Answer by Roger Stafford on 27 Sep 2013
Accepted answer

I am not sure what you mean by "largest empty circles". Empty of what? However, if the actual question you are asking is how to list all possible combinations of three points chosen from a set of about 50, that is easily done. I assume the numerals you used to identify the points are indices. Just call on matlab's 'nchoosek' function to get all possible combinations of three indices out of a set.

 c = nchoosek(1:n,3);

where n is the number of points. The output 'c' will be an array of size n*(n-1)*(n-2)/6 by 3. Each row will have a different combination of three distinct indices ranging from 1 to n.

2 Comments

Ian Wood on 27 Sep 2013

My apologies, what I mean by "largest empty circles" is that they only include 3 points, and that there are no other points inside of these circles. This function you provided looks useful, although it is not the optimal approach I think this is going to do what I need it to. I will experiment with this method in my code and let you know if it works.

Ian Wood on 27 Sep 2013

Yep that did it. Thanks a lot for the help Roger!

Roger Stafford
Answer by Teja Muppirala on 27 Sep 2013
Edited by Teja Muppirala on 27 Sep 2013

You don't have to try all combinations. You just need to calculate the Delaunay triangulation. Assuming that no 4 points lie on the same circle (which is a very reasonable assumption, since you could always just slighly perturb them if they do), then every triangle that does not contain any other points in it is part of the Delaunay triangulation, and this Delaunay triangulation is unique.

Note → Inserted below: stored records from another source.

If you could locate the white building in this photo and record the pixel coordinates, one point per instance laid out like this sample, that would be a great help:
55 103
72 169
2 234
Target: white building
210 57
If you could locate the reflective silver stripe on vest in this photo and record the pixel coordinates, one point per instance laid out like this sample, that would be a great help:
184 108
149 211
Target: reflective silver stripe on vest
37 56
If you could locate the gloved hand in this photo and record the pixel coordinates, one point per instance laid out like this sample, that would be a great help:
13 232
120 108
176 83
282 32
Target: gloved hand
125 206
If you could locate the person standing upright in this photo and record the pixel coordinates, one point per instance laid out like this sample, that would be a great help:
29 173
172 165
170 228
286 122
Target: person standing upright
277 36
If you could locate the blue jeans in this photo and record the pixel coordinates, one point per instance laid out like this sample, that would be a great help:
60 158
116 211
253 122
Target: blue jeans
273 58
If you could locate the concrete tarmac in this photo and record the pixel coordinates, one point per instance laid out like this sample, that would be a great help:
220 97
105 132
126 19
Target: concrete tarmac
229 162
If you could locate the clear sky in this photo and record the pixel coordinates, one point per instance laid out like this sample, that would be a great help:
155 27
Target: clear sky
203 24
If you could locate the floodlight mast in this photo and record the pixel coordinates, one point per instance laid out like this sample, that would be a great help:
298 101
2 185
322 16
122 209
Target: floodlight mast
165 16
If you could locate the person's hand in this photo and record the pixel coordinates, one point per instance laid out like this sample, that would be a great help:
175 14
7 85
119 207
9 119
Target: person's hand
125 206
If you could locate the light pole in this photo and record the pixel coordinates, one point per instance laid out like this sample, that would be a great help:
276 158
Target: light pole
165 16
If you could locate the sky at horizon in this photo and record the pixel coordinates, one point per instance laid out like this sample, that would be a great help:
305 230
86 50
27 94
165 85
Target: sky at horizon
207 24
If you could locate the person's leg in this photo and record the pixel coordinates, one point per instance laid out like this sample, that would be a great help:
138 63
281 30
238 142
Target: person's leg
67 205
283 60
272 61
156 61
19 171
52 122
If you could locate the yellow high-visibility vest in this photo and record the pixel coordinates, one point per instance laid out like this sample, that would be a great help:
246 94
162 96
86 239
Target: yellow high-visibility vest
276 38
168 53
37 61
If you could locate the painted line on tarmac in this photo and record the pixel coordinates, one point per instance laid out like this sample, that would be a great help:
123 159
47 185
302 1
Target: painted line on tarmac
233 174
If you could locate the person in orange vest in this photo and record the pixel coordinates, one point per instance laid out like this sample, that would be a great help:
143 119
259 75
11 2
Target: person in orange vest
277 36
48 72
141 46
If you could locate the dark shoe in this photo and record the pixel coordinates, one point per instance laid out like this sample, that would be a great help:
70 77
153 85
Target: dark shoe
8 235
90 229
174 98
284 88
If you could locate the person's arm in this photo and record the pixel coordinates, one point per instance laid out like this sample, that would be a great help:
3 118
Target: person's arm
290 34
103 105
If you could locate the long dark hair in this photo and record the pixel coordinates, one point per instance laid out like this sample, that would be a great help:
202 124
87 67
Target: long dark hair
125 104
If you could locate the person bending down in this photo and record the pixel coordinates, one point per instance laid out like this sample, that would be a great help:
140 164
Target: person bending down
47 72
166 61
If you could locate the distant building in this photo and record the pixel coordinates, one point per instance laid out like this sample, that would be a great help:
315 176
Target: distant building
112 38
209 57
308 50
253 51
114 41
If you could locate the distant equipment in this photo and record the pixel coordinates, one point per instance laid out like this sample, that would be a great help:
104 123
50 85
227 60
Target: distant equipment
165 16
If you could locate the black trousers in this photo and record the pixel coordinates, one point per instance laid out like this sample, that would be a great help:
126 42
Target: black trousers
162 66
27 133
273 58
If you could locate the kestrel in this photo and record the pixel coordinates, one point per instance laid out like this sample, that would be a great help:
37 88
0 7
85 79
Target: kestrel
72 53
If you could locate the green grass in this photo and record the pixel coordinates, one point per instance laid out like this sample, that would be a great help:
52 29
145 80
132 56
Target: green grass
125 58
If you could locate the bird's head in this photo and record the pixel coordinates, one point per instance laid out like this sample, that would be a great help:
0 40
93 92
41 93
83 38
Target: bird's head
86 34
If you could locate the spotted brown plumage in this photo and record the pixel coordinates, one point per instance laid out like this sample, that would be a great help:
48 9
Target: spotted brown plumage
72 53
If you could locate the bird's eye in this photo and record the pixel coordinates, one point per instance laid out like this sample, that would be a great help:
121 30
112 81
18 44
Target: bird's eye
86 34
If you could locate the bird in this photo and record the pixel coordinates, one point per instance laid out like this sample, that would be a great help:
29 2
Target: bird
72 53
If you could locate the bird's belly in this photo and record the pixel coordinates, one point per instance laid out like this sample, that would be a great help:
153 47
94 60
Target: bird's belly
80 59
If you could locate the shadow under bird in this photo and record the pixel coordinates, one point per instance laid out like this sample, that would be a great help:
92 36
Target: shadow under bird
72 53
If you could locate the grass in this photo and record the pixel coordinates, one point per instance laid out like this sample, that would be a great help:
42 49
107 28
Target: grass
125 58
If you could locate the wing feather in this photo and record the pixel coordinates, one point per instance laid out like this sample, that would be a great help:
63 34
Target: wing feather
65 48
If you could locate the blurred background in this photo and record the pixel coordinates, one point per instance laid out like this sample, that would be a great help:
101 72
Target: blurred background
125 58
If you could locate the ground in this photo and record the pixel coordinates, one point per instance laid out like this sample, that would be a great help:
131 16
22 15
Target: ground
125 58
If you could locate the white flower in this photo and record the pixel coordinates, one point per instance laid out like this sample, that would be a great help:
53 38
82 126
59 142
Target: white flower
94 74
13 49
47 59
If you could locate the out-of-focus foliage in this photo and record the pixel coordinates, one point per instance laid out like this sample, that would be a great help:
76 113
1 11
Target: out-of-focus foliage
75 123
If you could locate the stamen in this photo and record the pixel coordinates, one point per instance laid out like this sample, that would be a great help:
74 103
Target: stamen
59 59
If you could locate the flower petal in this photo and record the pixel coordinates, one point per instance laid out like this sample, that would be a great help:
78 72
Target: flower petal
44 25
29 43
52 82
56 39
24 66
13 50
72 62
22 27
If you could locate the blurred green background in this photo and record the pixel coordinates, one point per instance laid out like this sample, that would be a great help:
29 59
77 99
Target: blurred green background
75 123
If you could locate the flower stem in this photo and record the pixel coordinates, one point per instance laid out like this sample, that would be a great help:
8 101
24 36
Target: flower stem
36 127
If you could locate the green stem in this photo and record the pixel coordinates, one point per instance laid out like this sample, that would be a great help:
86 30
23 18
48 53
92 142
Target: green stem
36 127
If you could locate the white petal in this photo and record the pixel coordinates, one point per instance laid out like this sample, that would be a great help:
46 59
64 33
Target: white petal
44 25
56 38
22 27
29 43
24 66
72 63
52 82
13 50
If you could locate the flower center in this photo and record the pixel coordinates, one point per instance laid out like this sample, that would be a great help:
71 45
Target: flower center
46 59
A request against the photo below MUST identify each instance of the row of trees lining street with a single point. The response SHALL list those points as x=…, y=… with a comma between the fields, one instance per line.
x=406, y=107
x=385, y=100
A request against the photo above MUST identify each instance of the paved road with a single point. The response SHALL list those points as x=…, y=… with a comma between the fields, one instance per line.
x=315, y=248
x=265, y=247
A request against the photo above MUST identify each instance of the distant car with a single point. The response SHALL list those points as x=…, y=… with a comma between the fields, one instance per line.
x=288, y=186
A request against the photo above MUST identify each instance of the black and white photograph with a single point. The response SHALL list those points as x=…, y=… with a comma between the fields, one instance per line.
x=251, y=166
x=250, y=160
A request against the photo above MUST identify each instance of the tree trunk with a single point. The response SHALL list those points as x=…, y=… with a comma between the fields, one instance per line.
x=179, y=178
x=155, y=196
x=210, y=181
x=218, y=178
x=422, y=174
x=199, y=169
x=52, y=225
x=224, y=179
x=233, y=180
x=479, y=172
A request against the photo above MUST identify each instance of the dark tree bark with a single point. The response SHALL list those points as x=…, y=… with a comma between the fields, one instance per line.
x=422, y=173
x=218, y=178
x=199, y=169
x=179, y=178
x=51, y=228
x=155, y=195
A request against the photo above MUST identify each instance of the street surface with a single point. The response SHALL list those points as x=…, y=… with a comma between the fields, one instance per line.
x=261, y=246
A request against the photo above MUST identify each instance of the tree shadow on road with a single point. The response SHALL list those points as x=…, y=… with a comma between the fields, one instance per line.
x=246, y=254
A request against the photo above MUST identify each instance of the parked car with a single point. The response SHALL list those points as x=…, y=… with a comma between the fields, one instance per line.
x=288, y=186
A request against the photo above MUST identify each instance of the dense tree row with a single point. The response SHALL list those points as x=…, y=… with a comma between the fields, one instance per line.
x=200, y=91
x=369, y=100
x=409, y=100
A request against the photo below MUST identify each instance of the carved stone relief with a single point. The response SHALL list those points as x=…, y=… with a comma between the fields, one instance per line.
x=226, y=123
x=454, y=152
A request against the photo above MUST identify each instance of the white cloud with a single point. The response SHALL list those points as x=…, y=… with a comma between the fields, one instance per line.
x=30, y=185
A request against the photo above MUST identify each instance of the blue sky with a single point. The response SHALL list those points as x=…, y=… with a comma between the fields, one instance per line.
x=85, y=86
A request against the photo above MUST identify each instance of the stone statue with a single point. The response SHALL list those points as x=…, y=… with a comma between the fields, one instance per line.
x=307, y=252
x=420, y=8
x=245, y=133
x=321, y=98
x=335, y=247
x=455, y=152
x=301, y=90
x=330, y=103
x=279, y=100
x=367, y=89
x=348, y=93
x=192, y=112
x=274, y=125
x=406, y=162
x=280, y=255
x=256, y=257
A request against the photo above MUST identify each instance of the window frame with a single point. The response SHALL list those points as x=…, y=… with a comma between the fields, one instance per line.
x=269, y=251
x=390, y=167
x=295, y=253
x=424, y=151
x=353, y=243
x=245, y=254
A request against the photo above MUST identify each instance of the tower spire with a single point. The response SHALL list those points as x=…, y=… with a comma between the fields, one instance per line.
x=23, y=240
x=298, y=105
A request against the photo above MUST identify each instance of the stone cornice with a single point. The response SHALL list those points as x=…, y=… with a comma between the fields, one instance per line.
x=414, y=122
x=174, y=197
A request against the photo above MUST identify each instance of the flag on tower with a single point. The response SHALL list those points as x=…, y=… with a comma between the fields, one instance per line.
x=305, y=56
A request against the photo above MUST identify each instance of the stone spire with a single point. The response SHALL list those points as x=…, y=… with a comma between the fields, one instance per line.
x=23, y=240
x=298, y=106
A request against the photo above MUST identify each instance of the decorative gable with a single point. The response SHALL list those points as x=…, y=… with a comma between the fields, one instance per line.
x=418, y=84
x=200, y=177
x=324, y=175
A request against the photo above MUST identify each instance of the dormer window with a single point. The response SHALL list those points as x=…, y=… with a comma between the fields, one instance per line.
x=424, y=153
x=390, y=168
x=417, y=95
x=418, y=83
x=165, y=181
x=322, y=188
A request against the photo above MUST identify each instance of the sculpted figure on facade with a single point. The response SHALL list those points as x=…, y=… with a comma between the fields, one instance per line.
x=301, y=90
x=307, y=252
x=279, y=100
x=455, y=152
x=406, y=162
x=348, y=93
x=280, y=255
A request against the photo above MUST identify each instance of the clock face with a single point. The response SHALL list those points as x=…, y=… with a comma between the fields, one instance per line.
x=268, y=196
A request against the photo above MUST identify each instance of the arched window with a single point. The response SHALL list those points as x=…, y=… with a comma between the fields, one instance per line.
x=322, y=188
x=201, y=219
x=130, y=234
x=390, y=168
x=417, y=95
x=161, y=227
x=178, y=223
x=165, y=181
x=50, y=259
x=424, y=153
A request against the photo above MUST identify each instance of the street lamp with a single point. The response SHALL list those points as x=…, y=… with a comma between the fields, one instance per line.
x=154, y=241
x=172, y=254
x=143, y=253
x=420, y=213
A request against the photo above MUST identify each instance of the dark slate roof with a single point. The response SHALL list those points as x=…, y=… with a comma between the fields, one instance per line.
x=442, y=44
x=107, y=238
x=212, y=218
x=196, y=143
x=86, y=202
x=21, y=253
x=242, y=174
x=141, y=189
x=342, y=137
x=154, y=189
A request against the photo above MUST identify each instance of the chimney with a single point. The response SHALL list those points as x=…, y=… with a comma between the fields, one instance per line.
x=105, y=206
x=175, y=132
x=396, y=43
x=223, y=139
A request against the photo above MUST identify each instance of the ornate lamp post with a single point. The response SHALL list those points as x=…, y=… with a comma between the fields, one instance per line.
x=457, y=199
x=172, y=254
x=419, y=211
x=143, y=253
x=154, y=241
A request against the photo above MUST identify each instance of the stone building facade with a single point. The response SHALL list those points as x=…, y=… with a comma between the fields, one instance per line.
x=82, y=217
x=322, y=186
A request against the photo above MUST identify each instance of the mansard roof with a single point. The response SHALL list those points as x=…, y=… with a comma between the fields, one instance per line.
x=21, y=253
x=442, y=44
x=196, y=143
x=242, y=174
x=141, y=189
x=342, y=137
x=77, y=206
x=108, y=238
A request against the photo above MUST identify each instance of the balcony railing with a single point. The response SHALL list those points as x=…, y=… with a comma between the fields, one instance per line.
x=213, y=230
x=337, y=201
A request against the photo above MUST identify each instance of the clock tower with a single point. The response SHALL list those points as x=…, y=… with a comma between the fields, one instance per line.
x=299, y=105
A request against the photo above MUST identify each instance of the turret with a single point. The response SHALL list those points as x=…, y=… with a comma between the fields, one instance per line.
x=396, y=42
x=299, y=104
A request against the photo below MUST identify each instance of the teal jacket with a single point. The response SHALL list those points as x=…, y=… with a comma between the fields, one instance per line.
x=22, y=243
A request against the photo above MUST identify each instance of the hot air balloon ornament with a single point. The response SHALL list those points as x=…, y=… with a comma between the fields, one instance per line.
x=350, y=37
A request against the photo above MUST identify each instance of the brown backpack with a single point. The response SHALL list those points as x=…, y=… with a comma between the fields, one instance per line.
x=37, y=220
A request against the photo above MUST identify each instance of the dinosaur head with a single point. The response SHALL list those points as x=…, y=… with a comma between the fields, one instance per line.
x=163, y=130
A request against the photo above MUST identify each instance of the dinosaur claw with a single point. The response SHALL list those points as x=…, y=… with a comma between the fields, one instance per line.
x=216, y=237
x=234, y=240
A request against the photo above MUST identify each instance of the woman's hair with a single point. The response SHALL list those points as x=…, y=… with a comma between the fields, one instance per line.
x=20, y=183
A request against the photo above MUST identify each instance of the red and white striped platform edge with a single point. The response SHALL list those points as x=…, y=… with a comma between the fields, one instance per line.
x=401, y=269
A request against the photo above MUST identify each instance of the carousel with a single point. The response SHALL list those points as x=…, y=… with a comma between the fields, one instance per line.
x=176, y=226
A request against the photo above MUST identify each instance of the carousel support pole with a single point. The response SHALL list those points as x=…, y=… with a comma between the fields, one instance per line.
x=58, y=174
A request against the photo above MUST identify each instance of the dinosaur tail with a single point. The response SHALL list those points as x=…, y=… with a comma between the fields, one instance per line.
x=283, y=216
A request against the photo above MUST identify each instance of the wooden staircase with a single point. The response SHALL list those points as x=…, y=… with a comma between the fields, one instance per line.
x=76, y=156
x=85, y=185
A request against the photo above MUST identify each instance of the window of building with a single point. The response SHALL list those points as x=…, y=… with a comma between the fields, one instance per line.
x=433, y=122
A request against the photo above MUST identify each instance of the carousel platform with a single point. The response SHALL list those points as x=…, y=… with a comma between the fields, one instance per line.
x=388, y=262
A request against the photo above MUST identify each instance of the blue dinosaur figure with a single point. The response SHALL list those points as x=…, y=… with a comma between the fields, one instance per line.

In other words, given some points in a plane, the Delaunay triangulation consists of all the triangles whose circumcircles do not contain other points, and any triangle whose circumcircle does not contain other points, must be part of the Delaunay triangulation.

n = 50;         
x = rand(n,1);
y = rand(n,1);
dt = delaunayTriangulation(x,y)
triplot(dt);
hold all;
plot(x,y,'ko');

3 Comments

Ian Wood on 27 Sep 2013

Thanks for responding Teja, I understand this is what MATLAB does by default in its voronoi(...) function. I am doing research on another method (plane sweep algorithm) and need to build a code from scratch that doesn't use the same approach as MATLAB. Is this method faster than what Roger suggested?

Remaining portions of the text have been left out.